Mais que devient ce discours dès lors que des indépendantistes veulent revenir en Europe et participer à sa construction contre ceux qui s’en séparent ?

Quelques acrobaties sont alors nécessaires, qui cachent mal l’incohérence.

« Et de quatre ! » continue Stultitia.

On pourrait bien sûr souligner que ces indépendantistes-là peuvent tout de même susciter de la sympathie, toujours aux yeux de certains, français en l’occurrence, étant donné que c’est à l’ennemi héréditaire anglais qu’ils posent problème, et que « les ennemis de nos ennemis sont nos amis ».

Mais pas question que des ploucs de basques ou de corses nous imposent les mêmes problèmes à nous autres frenchies.

« Une incohérence de plus.
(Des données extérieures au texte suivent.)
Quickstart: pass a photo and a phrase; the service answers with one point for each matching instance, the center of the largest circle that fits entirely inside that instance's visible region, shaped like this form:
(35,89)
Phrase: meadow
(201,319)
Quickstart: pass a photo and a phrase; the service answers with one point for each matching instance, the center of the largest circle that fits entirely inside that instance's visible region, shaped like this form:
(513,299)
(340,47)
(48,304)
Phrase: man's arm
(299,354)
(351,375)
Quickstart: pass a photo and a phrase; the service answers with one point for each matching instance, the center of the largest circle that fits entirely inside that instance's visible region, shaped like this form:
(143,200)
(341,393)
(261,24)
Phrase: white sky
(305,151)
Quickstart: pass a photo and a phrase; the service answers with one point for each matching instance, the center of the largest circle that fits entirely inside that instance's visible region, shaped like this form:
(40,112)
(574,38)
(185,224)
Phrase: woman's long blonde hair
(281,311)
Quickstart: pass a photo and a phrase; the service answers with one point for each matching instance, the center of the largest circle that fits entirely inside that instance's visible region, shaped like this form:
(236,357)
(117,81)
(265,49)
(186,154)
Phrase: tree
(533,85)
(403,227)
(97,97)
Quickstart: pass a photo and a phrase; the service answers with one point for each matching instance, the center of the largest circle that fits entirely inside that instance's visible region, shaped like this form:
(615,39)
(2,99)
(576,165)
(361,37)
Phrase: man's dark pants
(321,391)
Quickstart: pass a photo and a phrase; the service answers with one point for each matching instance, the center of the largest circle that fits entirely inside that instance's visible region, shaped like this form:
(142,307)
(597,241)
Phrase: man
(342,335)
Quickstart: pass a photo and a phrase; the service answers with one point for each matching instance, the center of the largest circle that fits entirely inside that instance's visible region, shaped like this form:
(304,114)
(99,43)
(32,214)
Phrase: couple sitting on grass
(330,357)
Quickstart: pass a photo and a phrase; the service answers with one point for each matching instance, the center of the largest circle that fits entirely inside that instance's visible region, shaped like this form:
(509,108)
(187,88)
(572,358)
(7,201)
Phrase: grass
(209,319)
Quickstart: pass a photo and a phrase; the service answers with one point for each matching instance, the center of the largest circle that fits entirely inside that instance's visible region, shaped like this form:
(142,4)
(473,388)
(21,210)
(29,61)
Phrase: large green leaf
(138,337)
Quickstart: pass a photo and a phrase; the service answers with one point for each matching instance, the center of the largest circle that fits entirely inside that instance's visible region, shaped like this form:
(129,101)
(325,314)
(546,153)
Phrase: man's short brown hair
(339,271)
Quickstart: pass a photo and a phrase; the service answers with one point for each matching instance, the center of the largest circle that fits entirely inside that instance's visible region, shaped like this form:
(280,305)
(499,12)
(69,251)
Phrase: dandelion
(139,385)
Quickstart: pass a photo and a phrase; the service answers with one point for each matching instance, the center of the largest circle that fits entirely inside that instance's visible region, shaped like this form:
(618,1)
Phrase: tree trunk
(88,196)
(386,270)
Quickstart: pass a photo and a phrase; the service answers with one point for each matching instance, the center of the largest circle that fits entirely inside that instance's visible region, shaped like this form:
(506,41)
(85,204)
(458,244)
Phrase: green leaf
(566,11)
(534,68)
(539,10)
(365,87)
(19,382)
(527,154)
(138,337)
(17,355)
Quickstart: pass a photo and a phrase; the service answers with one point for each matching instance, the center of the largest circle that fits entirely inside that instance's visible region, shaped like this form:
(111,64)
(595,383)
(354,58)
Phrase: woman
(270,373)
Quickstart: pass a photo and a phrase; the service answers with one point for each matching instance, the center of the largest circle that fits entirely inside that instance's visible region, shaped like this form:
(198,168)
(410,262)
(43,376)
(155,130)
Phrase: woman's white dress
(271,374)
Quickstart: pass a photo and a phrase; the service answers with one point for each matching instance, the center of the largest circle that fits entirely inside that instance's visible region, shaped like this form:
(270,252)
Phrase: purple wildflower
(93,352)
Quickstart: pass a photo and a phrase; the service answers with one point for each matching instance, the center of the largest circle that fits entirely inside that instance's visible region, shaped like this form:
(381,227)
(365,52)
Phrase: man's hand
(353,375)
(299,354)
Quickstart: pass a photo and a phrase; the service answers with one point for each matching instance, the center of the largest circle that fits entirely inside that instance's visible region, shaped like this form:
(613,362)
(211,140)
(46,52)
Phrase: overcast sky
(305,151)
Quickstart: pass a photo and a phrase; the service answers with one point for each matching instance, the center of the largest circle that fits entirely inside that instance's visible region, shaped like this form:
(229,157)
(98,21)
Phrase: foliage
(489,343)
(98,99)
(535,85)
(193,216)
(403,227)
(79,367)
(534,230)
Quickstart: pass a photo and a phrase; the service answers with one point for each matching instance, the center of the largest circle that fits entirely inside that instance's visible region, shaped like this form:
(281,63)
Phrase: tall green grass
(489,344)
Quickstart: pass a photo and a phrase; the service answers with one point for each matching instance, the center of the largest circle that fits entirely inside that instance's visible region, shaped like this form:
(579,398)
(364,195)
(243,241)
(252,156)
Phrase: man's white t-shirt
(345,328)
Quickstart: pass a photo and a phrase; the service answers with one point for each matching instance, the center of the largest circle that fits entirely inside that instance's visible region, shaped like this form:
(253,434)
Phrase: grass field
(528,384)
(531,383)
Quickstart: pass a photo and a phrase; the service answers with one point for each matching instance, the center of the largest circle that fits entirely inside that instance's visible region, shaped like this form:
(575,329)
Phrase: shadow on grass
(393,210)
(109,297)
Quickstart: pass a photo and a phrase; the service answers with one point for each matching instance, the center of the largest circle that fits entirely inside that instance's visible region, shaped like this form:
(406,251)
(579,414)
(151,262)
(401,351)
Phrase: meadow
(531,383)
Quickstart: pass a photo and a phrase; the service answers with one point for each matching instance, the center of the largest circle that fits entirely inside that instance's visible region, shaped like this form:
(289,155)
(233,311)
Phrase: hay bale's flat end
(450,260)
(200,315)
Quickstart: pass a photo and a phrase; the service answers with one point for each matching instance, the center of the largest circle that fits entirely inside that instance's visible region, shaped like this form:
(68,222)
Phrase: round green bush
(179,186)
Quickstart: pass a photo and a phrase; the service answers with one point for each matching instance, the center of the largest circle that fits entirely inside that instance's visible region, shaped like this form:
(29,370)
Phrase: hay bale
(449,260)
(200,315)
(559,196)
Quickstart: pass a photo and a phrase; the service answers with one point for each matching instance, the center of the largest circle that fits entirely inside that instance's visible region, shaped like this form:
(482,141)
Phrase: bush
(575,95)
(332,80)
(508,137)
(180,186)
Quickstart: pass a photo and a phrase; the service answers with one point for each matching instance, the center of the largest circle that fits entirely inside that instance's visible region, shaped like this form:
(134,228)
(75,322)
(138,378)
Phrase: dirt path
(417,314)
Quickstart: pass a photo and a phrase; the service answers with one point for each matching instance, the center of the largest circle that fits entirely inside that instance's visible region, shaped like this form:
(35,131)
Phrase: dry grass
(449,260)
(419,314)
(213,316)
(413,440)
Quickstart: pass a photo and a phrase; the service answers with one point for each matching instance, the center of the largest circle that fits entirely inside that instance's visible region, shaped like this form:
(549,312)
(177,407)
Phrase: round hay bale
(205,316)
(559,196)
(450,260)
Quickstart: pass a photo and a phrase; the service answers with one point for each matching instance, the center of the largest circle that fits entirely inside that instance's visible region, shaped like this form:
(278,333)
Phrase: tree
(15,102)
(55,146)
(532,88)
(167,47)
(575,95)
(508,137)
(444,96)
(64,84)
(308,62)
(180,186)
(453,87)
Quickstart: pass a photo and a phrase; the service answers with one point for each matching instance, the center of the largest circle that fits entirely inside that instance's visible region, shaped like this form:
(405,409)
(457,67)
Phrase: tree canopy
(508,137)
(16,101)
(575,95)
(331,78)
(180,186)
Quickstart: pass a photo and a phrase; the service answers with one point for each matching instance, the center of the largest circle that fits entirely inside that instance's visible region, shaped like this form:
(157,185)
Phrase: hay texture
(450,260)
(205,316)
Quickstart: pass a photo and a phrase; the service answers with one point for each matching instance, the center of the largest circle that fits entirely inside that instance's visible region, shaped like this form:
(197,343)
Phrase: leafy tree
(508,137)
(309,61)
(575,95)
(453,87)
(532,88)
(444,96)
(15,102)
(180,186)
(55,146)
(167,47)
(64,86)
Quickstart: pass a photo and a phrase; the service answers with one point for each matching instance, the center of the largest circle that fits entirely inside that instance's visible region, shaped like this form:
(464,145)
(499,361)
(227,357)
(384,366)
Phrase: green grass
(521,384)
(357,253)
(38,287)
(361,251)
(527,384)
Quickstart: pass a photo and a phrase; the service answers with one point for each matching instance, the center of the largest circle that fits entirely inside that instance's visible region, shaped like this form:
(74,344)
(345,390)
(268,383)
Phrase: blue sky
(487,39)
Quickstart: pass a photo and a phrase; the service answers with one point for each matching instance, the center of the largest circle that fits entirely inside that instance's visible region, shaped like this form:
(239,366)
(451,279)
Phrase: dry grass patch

Et de cinq ! », ajoute Stultitia tout excitée.

On pourrait bien sûr allonger encore la liste.

Mais je préfère terminer sur une note musicale.

Une pathologie profondément enracinée dans l’Histoire semble nous faire concevoir l’unité de l’espèce humaine sous l’aspect d’une monodie dominée par la voix des puissants.

Sans doute touche-t-on là à une question fondamentale qui concerne aussi bien l’anthropologie que la psychologie, la philosophie et même la théologie : celle de la difficulté que nous avons tous, toujours et partout, à accepter l’altérité, à reconnaître et respecter l’autre comme autre.

Mais n’est-il pas scandaleux que cette réduction autoritaire à l’uniformité monodique étouffe obstinément la merveille d’un concert qui pourrait être symphonique, polyphonique ?

Et tant d’autres…

Car après tout, bien loin d’un concours mondial de grandes gueules où celui qui a la plus grosse (voix) écrase les autres, Dieu, s’il existe, ne serait-il pas lui-même polyphonie, altérité fondatrice d’écoute et de respect de l’autre ?

Mais il n’est certes pas nécessaire d’y croire pour faire l’effort de concevoir l’Europe* et le monde comme Symphonie plutôt que comme désespérante mono-tonie soumise à la loi des plus forts.

*

*PS: Et n’est-ce pas aujourd’hui le jour de l’Europe?